DDP former administration intern Samke Sithole shares her experiences as an intern at DDP and her journey to Korea in Asia.
What was the most profound experience whilst interning at DDP?
I started working as an admin intern for Democracy Development Program (DDP) in August 2018. Working at DDP was more than just doing internship, for me, it was a dream true. I remember that I had attended for the first time one of DDP’s forums and I instantly knew that I needed to be a part of them. For me, what stood out then and continues to stand out is the level of professionalism, kindness and overall management the organization has, and to be able to stand and say I have been a part of that still, to this day, amazes me. Doing internship at DDP afforded me a great opportunity to not just work hands on in a professional environment but to also serve different communities in KwaZulu-Natal. I have always wanted a chance to work directly with the local communities hence my background in studying Community and Development Studies at the University of KwaZulu-Natal. Being exposed to different kinds of civil societies who work together to facilitate change in South Africa has kept me inspired to continue serving on the ground and has created everlasting friendships.
I could not have done it without the mentorship of Dr. Paul Kariuki, who was open to listening to my story the first day I walked into his office requesting for an opportunity to volunteer. A year later , I was able to save enough funds from my DDP stipend and applied for an opportunity to go and teach English in South Korea. It is more than teaching a foreign language, it is exposing the Korean societies with the outside world and giving them a chance to interact with people who are different from themselves. It is part of community development, strategically designed by the Korean government for the people. I believe that I wouldn’t have been able to properly plan my days and lessons ahead had I not had the practice that I got from working with DDP. I am only flourishing in my current work environment because of the work ethic that was instilled from working tirelessly on DDP end of the year conferences and events.

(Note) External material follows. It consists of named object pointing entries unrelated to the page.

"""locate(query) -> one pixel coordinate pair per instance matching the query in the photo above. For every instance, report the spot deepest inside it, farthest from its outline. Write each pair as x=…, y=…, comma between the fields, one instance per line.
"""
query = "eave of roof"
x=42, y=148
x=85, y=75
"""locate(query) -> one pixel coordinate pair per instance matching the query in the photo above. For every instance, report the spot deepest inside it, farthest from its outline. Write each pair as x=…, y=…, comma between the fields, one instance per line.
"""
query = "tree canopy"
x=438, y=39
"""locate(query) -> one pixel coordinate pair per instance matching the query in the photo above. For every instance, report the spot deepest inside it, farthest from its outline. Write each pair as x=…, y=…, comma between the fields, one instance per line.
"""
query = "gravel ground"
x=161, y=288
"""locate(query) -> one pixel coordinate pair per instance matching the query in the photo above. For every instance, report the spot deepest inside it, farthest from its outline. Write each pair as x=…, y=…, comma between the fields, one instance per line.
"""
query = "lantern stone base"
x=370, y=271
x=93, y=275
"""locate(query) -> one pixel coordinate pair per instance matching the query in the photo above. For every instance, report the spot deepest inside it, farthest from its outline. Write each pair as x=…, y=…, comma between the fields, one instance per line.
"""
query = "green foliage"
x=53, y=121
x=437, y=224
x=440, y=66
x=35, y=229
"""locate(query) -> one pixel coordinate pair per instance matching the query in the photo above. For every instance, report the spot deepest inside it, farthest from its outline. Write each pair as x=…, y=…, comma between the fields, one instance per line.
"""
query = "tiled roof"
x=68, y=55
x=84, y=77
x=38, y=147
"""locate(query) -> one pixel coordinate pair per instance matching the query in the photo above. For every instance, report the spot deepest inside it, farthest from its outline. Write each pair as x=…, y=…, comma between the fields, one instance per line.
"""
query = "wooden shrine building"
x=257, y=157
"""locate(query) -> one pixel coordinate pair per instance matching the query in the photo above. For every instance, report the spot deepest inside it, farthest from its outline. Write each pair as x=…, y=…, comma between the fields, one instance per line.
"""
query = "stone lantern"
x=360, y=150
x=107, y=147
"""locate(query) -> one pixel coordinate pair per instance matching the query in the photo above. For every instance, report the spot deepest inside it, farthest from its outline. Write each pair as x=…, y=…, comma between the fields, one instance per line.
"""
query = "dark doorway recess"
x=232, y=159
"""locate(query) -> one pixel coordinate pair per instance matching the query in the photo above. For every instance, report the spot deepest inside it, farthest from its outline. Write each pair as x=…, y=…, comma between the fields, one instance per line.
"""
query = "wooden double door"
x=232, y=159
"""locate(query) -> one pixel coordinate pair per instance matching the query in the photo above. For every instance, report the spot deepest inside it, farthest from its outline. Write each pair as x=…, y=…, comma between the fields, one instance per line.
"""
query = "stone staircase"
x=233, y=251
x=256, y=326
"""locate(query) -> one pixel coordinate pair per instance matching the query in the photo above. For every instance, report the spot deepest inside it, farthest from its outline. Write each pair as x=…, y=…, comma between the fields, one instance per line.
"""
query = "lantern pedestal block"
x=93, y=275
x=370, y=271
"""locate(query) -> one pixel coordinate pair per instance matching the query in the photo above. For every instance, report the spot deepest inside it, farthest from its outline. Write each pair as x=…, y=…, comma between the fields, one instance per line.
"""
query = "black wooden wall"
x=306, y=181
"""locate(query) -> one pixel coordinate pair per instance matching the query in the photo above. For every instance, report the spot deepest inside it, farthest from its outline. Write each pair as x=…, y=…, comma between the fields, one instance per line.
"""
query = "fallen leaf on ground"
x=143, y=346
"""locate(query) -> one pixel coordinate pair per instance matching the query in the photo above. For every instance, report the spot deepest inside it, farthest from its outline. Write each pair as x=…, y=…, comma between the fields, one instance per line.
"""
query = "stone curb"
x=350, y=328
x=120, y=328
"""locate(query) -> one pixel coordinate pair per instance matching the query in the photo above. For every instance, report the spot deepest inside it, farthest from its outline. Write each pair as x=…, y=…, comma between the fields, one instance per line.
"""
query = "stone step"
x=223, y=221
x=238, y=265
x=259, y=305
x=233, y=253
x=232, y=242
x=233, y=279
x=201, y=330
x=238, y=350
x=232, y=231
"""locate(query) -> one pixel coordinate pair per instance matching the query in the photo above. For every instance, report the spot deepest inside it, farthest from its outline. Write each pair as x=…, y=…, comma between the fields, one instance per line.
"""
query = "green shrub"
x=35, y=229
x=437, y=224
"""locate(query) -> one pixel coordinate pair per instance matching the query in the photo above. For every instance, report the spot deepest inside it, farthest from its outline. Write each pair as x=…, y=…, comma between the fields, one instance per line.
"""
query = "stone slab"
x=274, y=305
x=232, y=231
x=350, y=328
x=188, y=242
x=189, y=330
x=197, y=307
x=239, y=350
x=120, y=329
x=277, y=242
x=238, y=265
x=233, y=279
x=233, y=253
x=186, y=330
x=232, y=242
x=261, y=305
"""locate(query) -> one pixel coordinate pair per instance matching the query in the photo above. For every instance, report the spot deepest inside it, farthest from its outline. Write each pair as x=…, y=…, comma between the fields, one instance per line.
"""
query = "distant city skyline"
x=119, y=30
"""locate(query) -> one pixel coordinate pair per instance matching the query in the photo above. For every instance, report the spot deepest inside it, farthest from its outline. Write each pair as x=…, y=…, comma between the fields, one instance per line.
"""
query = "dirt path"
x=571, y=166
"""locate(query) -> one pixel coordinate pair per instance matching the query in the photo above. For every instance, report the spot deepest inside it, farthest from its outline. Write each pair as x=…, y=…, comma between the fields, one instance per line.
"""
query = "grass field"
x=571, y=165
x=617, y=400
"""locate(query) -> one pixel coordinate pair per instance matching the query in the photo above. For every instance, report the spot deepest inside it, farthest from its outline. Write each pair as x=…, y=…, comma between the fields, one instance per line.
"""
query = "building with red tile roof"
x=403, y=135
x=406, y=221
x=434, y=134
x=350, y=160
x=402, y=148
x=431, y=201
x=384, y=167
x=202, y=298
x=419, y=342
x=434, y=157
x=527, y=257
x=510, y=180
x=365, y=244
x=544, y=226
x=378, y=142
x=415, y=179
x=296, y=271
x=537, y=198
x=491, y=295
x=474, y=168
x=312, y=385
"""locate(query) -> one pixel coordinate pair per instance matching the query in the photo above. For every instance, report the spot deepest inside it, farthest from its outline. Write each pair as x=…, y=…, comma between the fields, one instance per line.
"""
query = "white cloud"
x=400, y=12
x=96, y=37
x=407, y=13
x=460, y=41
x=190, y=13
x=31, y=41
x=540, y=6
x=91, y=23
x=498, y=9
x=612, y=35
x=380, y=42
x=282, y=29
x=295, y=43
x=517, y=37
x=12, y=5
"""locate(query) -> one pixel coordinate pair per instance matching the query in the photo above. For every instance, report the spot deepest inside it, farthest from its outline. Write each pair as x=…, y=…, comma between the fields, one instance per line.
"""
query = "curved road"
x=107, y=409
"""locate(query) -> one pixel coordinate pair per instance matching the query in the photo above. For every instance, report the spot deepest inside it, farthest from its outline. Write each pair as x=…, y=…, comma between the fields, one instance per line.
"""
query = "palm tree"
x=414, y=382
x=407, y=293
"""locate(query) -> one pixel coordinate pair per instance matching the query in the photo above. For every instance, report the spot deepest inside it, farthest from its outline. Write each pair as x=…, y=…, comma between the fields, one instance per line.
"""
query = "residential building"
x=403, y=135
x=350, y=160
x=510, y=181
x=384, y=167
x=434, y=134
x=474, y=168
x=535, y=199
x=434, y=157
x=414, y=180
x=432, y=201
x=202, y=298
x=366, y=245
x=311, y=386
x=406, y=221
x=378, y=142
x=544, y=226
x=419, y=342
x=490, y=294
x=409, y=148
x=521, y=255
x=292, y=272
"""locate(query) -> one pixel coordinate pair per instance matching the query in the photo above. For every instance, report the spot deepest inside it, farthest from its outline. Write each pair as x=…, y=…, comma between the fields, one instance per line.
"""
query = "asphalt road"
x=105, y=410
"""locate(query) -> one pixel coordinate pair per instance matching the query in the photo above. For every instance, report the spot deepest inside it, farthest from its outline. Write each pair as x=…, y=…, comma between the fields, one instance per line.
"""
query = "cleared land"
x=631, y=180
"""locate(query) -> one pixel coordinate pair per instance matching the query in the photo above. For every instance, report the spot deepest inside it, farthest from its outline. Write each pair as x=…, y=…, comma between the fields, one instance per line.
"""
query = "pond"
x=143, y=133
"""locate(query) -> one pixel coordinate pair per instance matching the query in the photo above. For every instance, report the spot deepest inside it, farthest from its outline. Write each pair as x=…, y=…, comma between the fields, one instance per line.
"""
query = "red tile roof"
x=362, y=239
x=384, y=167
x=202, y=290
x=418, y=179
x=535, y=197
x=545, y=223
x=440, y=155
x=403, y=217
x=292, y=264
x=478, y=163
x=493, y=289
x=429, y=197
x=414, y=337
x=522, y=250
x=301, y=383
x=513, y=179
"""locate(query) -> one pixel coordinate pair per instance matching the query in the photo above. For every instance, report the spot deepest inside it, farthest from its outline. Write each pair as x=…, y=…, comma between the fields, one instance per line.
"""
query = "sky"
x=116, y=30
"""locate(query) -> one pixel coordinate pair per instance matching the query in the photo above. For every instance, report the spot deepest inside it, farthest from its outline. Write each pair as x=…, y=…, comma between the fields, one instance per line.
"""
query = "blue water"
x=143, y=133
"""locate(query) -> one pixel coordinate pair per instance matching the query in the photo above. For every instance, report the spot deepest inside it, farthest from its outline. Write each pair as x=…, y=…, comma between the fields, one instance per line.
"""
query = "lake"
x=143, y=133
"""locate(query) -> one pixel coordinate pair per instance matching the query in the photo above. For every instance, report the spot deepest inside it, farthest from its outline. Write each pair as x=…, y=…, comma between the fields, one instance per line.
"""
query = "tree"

What do you think are the two most powerful aspects of DDP’s work that made a significant impact on you in understanding active citizenship and your role as a citizen?
One of the most powerful aspects of DDP’s work that has made a significant impact on me in understanding active citizenship will have to be the constant sharing of ideas, information and skills through relevant workshops that DDP offers to civil societies and individual citizens. It was through these networks that I, myself got to learn about DDP back in 2014. It is in spaces like DDP forums and workshops where one gets to hear and understand exactly what people on the ground think about situations that affect their everyday lives in South Africa. As a South African citizen, I am encouraged to always seek a better understanding and solutions from the so called “ordinary people” that we pass everyday.
The support provided by the DDP team to civil societies has also had great impact. I now understand the patience it takes working and supporting civil societies who in turn, support DDP as a whole as well. The importance of relationship building in order to build a strong society. Through working with DDP, I now know the skill of networking and using the right communication in building strong relationships. As a citizen, I am bold and deliberate about what I want and the environment provided by DDP allowed me to express myself openly and it shows everywhere I go.
A message for the DDP team.
“We make a living by what we get, but we make a life by what we give”. (Winston Churchill)
To all DDP team and partners, thank you for trusting me and giving me an opportunity to serve under your guidance, it has added so much value in my life and the lives of people I work with.
I will always be humbled by the lessons that I’ve learnt in such a short period of time. The endless laughs and personal conversations we had at the reception, coupled with hard work and frustrations has only made me strong and has contributed greatly in my work ethic here in South Korea. In the mist of the endless workload, frustrations and not enough/too much RSVPs, I hope you never underestimate the change you bring to people’s lives. Always wear that smile, it makes so much difference and keep your eye on the ball.